Beleaguered Alliot-Marie announced her resignation Sunday after weeks of criticism over her contacts with the former Tunisian regime, stressing she had committed no wrongdoing.

"While I do not feel that I have committed any wrongdoing, I have ... decided to leave my job as foreign minister," Alliot-Marie wrote in her resignation letter to President Nicolas Sarkozy, a copy of which was seen by Agence France Presse.

"I ask you to accept my resignation," she wrote in the letter which begins with a handwritten "Dear Nicolas."

"Since several weeks, I have been the target of political attacks and then in the media, using, to create suspicion, counter-truths and generalizations," wrote Alliot-Marie, who was named France's first woman foreign minister in December.

"For the last two weeks, it is my family's private life that has been suffering real harassment at the hands of certain media (and) I cannot accept that some people use this cabal to try to make people believe in a weakening of France's international policy."

"I have too much consideration for politics in the service of France to accept being used as a pretext for such an operation (and) I have too much loyalty to and friendship for you to accept that your international action could in any way suffer from it."

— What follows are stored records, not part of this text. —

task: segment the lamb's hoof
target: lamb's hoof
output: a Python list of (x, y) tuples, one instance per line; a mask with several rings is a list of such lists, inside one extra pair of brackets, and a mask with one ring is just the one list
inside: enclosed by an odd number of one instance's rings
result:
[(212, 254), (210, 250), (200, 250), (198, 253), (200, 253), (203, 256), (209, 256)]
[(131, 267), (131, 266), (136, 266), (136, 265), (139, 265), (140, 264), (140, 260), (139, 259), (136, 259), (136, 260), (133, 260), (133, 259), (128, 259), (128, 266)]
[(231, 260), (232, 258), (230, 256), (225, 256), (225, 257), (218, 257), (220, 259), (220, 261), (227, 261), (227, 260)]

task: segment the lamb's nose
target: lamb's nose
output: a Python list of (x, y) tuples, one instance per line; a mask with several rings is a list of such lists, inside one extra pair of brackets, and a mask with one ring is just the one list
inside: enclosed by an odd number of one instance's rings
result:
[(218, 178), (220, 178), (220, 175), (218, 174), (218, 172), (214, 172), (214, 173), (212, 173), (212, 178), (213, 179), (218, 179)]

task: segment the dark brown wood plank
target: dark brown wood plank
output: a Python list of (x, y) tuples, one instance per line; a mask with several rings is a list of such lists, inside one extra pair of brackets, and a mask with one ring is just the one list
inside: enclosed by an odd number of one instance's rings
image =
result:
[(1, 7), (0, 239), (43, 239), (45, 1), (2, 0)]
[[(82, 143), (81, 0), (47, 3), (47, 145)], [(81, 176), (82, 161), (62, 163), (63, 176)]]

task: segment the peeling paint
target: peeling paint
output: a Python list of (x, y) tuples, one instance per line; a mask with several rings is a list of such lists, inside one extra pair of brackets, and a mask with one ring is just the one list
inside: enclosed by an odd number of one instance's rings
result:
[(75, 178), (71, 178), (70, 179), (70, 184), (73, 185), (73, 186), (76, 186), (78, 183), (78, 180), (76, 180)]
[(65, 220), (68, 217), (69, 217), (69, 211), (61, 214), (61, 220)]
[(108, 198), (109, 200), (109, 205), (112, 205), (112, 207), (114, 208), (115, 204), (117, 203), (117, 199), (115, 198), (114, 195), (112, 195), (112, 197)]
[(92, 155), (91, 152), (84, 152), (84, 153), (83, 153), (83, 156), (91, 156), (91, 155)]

MAM, as she is universally known, became embroiled in recent weeks in a series of scandals over her controversial links to Tunisia, where she took a holiday during its popular uprising.

Subsequent revelations about her and her family's links to the regime of Zine El Abidine Ben Ali, and her offer for France to help riot police quell the uprising there, made her position increasingly untenable.

It emerged that she had holidayed in the former French colony during the uprising, using the private jet of a businessman allegedly linked to Ben Ali's regime, from whom her parents also bought a stake in a company.

Faced with rising criticism, she fatefully said: "When I am on holiday, I am not foreign minister."